Каково было Ру расти здесь? Ее мать, как сказала Эрин Мейсон, работала в администрации средней школы. Тогда таких сотрудниц называли секретаршами, сейчас ее назвали бы офис-менеджером. Если Лич-Лейк был похож на большинство других маленьких городков, то родители, работающие в твоей же школе, крутости не добавляли – разве что были какими-то офигенными учителями. К тому же Ру и ее сестру явно одевали в секондах, а стригли дома – и то и другое ясно указывало на их статус.
Не нужно быть детективом, чтобы задаться вопросом, почему Эмбер Кайнд решила провести тот день с сестрами Ларсен. Такого просто не могло быть. В маленьких городках слишком жесткая кастовая система. Ру была девочкой из рабочего класса, Эмбер – королевой. Ру, наверное, чувствовала себя так, словно выиграла в лотерею, когда ее в тот день пригласили искупаться в Призрачном ручье. Как сообщали записи, это был телефонный разговор. Может быть, Ру и Эмбер сблизила какая-то внеклассная благотворительная программа? Несколько их одноклассников все еще жили в Лич-Лейке. Я надеялась с ними поговорить.
Ознакомившись с местностью, я направилась в отделение полиции. Я зашла бы туда в любом случае, даже если бы Эрин не сказала, что они плохо расследовали дело. Нужно было как-то себя проявить, чтобы они не думали, что здесь шастает незнакомый человек.
Полицейский участок представлял собой кирпичную коробку в стиле девяностых, спрятанную в тени того, что когда-то было красивой библиотекой Карнеги[4], а теперь стало кооперативными магазинами. «То и это», «Бухгалтерия Калкинса», книжная лавка «Дождливый день».
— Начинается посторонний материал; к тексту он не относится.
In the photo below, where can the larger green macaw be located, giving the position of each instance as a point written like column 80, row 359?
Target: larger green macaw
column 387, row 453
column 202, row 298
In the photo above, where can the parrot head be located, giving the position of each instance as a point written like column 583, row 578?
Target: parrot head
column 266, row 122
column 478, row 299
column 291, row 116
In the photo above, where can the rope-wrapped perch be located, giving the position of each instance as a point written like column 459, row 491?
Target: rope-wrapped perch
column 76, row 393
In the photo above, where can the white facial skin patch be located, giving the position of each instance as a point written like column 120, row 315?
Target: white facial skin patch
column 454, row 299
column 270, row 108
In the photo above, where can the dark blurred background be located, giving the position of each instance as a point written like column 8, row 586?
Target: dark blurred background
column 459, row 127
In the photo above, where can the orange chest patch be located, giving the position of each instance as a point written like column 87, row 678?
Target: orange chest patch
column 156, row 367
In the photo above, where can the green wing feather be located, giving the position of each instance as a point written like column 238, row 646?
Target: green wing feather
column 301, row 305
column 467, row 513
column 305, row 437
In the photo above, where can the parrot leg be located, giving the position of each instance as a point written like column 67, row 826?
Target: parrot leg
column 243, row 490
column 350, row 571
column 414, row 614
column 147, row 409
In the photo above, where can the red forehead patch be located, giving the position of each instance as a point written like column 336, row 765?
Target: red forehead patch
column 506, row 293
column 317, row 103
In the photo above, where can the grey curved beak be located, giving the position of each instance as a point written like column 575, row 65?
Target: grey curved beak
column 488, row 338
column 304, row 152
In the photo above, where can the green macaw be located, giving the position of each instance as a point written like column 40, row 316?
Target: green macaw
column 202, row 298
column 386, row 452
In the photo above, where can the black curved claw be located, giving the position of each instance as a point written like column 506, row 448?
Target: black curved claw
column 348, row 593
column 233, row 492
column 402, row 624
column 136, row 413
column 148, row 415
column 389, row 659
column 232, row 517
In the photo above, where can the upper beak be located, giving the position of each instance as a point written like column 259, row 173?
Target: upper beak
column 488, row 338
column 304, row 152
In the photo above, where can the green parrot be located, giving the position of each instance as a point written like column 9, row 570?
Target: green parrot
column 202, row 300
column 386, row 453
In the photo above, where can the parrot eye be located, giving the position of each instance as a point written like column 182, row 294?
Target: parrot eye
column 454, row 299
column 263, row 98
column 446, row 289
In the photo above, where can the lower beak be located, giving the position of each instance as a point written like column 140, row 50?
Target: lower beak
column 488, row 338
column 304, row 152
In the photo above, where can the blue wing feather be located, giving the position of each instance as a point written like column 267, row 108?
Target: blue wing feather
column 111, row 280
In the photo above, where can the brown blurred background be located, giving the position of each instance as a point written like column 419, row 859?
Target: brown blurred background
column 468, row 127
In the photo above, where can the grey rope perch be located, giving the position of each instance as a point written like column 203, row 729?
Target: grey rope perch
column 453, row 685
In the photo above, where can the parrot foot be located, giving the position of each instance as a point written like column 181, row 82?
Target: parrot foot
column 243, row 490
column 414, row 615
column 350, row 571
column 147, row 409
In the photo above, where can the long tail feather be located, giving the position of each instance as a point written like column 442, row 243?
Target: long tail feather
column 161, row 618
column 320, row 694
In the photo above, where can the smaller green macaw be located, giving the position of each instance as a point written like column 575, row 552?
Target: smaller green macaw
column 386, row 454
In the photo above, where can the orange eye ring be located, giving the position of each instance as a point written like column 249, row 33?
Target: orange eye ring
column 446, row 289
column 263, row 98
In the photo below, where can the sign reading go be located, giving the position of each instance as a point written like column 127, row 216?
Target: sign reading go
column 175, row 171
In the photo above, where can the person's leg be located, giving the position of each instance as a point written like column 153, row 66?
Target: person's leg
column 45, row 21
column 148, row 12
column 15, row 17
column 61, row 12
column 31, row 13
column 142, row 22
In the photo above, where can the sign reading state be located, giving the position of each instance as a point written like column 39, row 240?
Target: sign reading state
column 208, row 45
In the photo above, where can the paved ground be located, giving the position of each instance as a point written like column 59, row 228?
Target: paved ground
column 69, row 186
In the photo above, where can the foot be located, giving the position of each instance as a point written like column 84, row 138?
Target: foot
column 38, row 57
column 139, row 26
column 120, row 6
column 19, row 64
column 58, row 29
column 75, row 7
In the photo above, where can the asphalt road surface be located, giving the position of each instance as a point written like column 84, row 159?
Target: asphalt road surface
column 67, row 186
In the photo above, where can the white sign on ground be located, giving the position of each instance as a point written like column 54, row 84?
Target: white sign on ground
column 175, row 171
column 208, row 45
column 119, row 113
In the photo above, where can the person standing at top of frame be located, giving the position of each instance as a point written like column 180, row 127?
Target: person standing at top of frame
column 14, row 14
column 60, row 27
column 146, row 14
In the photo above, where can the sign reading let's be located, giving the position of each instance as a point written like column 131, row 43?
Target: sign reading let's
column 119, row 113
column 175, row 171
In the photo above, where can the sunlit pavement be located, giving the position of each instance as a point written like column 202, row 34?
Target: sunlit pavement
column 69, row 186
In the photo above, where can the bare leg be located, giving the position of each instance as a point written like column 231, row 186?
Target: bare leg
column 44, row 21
Едва я вышла из машины с кондиционером, по моей шее начал стекать пот. Волосы я собрала в тугой низкий пучок, на мне была черная футболка, заправленная в черные вельветовые штаны, и черный пиджак, который я выбрала, потому что у него были карманы. Я решила действовать напрямик.
Так я решала почти всегда.
В участке было темно, и я бы не сказала, что это минус. Деревянные панели, благодаря которым подвесной потолок не сливался с зеленым ковровым покрытием, наводили на мысль, что последние двадцать лет полицейское управление Лич-Лейка вкладывалось не в дизайн интерьеров, а в образование офицеров и оборудование. По крайней мере, я на это надеялась.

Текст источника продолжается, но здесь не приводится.